Fired FBI Director James Comey's Senate Intelligence Committee testimony this week that he felt "queasy" amid an assertion former Attorney General Loretta Lynch was providing cover for Hillary Clinton last summer is enough to prompt a Senate Judiciary Committee investigation, Sen. Dianne Feinstein, D-Calif., said Sunday.
"I would have a queasy feeling, too, though, to be candid with you," Feinstein told CNN host Brianna Keilar on "State of the Union." "I think we need to know more about that, and there's only one way to know about it, and that's to have the Judiciary Committee take a look at that."
Feinstein then pivoted back to a potential Senate Judiciary Committee investigation into whether Comey's testimony and President Donald Trump's combined actions might be able to build a case of obstruction of justice.
"Yes, but this is a separate investigation we're talking about, and I don't think we should mix the two," she told Keilar about the Lynch-Comey question. "Right now, this is the total integrity of the president of the United States.
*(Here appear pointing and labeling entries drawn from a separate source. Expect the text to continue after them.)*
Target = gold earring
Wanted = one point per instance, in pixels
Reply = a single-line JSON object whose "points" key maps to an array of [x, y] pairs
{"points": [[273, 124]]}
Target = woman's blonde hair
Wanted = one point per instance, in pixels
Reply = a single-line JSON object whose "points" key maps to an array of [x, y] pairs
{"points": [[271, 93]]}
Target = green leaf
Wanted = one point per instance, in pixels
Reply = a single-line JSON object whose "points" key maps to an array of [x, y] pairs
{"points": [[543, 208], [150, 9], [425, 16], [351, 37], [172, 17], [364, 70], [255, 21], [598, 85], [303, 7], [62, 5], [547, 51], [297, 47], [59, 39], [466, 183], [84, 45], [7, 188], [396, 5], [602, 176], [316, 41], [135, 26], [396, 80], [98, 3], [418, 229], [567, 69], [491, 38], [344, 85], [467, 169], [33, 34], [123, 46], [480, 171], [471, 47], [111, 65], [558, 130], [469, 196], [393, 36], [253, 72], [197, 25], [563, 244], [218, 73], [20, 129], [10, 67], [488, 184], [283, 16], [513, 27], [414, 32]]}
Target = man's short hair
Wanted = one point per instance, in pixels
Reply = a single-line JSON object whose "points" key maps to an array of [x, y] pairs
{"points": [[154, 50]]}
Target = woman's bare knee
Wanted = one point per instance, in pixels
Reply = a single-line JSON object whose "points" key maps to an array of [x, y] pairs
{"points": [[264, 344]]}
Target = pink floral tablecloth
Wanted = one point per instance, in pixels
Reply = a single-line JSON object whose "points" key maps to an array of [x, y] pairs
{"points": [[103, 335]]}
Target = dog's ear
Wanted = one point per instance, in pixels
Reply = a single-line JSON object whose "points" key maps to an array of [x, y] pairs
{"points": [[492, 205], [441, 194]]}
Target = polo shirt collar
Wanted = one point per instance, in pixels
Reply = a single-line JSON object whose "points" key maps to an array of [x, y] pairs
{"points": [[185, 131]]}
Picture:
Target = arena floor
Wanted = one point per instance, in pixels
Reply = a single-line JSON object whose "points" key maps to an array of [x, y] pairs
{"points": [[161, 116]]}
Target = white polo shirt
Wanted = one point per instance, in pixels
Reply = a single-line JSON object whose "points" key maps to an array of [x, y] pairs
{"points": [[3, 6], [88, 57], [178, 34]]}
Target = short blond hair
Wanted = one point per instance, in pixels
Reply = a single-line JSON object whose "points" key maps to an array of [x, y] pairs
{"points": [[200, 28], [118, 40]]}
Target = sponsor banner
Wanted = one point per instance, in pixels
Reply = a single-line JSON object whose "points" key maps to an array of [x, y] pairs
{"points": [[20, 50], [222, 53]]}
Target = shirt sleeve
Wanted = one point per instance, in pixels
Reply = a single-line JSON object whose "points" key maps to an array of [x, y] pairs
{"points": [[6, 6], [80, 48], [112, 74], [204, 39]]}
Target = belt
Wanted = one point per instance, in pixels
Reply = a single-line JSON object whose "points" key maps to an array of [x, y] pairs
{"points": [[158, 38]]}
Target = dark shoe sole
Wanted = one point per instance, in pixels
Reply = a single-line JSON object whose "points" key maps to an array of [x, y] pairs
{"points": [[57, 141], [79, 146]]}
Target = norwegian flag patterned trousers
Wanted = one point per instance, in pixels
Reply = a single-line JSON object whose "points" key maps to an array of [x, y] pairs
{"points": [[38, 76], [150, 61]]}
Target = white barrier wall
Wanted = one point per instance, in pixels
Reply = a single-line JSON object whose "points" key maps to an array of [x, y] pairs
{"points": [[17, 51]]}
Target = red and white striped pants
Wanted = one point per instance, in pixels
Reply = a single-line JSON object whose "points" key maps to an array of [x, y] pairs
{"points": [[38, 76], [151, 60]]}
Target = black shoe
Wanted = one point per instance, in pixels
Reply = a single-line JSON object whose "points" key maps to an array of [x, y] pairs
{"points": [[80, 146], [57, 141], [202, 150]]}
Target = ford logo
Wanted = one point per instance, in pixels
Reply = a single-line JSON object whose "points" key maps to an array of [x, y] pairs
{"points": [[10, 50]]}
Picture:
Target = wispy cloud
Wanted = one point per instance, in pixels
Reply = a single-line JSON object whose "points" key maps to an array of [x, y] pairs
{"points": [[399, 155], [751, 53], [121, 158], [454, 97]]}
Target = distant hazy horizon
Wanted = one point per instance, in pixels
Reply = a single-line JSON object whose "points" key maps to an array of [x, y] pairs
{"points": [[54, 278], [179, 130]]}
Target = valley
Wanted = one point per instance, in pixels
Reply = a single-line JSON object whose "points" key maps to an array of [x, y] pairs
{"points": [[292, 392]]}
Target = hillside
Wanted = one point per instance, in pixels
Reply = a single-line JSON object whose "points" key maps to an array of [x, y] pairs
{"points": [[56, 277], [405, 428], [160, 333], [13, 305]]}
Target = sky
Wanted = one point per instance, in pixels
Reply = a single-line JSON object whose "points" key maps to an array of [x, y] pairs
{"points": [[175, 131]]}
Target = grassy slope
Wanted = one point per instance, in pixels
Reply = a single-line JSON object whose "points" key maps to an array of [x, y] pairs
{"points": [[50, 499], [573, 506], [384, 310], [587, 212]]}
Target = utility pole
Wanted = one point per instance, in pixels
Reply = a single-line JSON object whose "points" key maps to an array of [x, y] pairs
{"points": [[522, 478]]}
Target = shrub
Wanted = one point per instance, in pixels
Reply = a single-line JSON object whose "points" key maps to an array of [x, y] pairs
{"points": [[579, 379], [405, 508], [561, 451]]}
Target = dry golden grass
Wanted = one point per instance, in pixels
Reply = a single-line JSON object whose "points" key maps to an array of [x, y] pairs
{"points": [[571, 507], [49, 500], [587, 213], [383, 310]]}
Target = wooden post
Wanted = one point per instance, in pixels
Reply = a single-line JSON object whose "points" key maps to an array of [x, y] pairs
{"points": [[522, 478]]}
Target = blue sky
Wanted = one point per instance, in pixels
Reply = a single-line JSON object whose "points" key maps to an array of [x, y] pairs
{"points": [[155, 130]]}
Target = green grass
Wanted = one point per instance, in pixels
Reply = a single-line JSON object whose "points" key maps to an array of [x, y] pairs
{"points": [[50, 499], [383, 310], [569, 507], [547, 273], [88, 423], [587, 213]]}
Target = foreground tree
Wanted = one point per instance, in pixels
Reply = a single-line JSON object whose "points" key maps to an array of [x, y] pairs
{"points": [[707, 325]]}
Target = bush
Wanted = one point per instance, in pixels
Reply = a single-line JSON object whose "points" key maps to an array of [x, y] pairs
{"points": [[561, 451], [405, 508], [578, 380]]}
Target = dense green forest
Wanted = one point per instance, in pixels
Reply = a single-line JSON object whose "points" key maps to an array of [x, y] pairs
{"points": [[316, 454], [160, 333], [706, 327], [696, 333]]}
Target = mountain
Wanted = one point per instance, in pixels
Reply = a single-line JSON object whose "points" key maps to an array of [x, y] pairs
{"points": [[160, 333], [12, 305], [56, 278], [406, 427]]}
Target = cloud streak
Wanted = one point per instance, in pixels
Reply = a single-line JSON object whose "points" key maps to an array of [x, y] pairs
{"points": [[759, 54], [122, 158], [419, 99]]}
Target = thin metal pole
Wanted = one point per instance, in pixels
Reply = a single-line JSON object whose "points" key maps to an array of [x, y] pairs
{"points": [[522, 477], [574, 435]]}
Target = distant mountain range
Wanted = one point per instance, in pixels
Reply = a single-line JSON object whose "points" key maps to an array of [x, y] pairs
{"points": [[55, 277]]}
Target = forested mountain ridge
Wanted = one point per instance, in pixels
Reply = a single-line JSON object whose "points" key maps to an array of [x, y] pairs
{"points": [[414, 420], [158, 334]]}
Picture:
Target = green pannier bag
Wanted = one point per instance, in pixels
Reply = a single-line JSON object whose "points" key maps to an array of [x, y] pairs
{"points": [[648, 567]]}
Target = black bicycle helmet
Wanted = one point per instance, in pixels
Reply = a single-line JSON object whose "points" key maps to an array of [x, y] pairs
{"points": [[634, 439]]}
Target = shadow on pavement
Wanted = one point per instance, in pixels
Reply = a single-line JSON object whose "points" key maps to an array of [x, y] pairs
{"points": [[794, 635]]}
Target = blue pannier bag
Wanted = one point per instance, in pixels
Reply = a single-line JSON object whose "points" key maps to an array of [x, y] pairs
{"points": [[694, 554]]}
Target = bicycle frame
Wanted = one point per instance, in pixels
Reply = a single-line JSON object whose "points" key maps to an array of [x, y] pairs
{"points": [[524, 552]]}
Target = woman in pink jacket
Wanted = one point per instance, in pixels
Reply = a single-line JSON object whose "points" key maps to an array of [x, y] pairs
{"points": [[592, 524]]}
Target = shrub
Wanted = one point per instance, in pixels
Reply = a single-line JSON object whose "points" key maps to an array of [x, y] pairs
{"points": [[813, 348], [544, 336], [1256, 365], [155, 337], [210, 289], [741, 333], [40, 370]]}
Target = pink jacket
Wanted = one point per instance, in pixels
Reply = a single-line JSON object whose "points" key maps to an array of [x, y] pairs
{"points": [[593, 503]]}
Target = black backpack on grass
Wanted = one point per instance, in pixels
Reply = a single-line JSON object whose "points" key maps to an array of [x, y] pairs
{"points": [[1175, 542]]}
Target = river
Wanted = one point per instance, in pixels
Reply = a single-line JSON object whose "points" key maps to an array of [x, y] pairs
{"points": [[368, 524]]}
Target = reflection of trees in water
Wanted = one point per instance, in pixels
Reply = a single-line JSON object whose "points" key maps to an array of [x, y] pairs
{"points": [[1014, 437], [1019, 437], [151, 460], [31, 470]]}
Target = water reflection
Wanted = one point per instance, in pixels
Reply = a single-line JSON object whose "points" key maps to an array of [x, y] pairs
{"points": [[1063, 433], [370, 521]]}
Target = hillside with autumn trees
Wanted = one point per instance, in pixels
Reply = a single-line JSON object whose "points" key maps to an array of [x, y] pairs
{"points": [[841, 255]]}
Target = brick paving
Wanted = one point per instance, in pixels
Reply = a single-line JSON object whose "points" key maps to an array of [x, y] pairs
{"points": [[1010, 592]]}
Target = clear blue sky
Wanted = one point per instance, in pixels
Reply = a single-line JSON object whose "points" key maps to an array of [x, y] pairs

This is a very big deal, Brianna. It should be all hands on deck, and everybody should welcome a second committee getting involved, particularly on the technical legal aspects of obstruction of justice."
Sen. Feinstein, who serves on both the Judiciary Committee and Intelligence Committee, said the obstruction of justice case might hinge on the words from Comey's private moments with President Trump after the room was cleared of Attorney General Jeff Sessions, who employs the FBI Director appointed by the office of the president and, in this case, fired by the president.
"Now, 'Can't you just let it go,' are the words that are fairly indelibly impressed upon my mind," Sen. Feinstein told Keilar. "And there are no witnesses. If there are tapes, please — and the president's equivocal on this — bring those tapes forward."